Whatever business he had with Drum was over and Gene stood and took his hat and exited the diner. He stopped and stared at Skye, his face hollowed out.

“What’s wrong, Gene?”

Her brother shook his head. “I’ll talk to you at home.” He got into the patrol car and drove away.

Skye went into the diner as the massive lawmen levered himself upright, set his hat on his head, gave her a wink and strode to the door. There was no mention of payment for his drink.

As Skye cleared the table Minty came in, hurrying toward the locker room, her heels beating a little staccato tune.

“You done something to your hair?” she asked, as she passed in a cloud of scent.

“No,” Skye said, putting the dirty glass on the serving hatch, in time to catch Earl mooning over Minty’s retreating ass.

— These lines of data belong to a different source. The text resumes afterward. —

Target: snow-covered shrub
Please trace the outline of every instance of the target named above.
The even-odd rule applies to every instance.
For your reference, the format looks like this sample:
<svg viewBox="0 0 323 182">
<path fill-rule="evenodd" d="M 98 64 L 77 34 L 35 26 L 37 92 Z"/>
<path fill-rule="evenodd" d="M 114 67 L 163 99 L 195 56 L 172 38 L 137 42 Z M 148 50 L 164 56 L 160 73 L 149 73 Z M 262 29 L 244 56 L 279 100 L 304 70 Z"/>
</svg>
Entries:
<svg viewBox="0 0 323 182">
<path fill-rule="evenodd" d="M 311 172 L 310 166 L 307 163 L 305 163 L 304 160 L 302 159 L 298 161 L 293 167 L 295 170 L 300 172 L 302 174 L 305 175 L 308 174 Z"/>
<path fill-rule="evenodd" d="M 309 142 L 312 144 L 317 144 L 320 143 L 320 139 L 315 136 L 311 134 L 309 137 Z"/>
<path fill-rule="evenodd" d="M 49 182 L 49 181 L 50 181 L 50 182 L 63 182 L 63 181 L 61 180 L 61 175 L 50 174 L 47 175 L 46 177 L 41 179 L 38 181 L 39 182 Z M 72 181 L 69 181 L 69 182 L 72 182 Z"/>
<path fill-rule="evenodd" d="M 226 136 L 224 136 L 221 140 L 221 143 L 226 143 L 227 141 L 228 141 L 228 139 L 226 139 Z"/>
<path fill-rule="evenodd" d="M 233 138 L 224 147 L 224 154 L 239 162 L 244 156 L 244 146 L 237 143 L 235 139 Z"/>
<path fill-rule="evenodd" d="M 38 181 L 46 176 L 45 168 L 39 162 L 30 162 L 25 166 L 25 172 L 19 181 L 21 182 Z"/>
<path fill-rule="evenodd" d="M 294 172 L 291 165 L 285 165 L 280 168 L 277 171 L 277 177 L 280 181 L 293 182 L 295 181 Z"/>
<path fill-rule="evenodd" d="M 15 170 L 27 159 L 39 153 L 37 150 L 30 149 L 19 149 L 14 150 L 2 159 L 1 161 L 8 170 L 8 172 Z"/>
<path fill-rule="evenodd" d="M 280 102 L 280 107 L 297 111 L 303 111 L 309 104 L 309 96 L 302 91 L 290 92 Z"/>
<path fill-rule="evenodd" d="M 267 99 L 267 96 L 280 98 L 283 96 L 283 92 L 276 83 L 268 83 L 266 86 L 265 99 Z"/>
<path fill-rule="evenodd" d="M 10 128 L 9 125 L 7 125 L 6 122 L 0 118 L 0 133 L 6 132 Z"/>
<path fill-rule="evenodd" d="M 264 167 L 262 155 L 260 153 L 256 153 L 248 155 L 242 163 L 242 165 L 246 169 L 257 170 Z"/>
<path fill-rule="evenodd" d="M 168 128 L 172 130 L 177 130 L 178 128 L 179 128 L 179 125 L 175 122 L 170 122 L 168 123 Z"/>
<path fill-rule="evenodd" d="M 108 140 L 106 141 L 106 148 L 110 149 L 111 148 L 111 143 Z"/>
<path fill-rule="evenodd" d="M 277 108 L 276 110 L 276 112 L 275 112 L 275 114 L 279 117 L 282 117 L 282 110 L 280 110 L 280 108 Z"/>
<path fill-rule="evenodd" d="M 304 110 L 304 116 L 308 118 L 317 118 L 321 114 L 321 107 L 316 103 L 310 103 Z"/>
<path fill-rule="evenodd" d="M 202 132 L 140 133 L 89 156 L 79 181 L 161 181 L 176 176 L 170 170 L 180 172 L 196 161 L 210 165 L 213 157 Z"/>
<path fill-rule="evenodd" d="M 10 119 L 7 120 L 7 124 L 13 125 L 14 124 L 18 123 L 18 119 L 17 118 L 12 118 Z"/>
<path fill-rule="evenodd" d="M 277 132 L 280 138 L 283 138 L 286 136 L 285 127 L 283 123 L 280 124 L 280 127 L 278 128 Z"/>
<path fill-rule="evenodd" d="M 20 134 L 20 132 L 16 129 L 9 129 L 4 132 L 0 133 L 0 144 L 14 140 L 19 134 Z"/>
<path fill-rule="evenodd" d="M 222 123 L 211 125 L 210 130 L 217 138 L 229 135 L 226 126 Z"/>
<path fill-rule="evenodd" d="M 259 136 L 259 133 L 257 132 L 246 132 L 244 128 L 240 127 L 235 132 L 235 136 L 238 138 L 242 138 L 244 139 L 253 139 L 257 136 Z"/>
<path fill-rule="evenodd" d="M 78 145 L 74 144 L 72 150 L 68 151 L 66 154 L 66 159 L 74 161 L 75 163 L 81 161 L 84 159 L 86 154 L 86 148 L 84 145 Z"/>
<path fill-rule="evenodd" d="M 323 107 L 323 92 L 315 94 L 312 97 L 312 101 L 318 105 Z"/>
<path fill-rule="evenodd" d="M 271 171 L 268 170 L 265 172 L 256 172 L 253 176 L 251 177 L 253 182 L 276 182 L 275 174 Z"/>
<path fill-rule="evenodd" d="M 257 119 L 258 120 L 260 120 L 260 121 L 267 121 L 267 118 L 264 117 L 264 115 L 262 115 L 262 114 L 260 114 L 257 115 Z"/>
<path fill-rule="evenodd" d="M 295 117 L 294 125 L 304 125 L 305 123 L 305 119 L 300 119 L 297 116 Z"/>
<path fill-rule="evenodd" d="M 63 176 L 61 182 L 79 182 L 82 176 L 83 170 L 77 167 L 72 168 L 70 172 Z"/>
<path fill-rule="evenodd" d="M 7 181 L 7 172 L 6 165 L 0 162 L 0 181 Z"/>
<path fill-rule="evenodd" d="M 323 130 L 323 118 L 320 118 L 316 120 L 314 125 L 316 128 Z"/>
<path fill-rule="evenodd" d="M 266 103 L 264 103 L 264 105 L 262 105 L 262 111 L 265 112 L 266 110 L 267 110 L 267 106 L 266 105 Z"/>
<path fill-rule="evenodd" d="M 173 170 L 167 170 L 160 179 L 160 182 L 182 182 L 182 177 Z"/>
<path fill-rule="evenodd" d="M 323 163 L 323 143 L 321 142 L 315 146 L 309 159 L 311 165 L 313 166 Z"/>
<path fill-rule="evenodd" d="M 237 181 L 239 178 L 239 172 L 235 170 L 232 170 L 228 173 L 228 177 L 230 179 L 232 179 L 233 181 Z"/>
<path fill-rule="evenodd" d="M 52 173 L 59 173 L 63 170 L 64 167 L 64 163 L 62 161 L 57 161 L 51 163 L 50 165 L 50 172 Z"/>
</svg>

The night dragged. Earl stayed in the kitchen, nursing his lust and a bottle of whiskey, keeping a maudlin flow of old Willie Nelson ballads piping through the tinny speakers. Minty sat at a table reading a gossip magazine. Every few minutes she’d snap open the compact mirror she kept in her pocket and touch up her lipstick, looking hopefully toward the door. Skye hovered behind the counter, wiping at blemish-free glassware, restless and anxious, dreading the conversation awaiting her at home.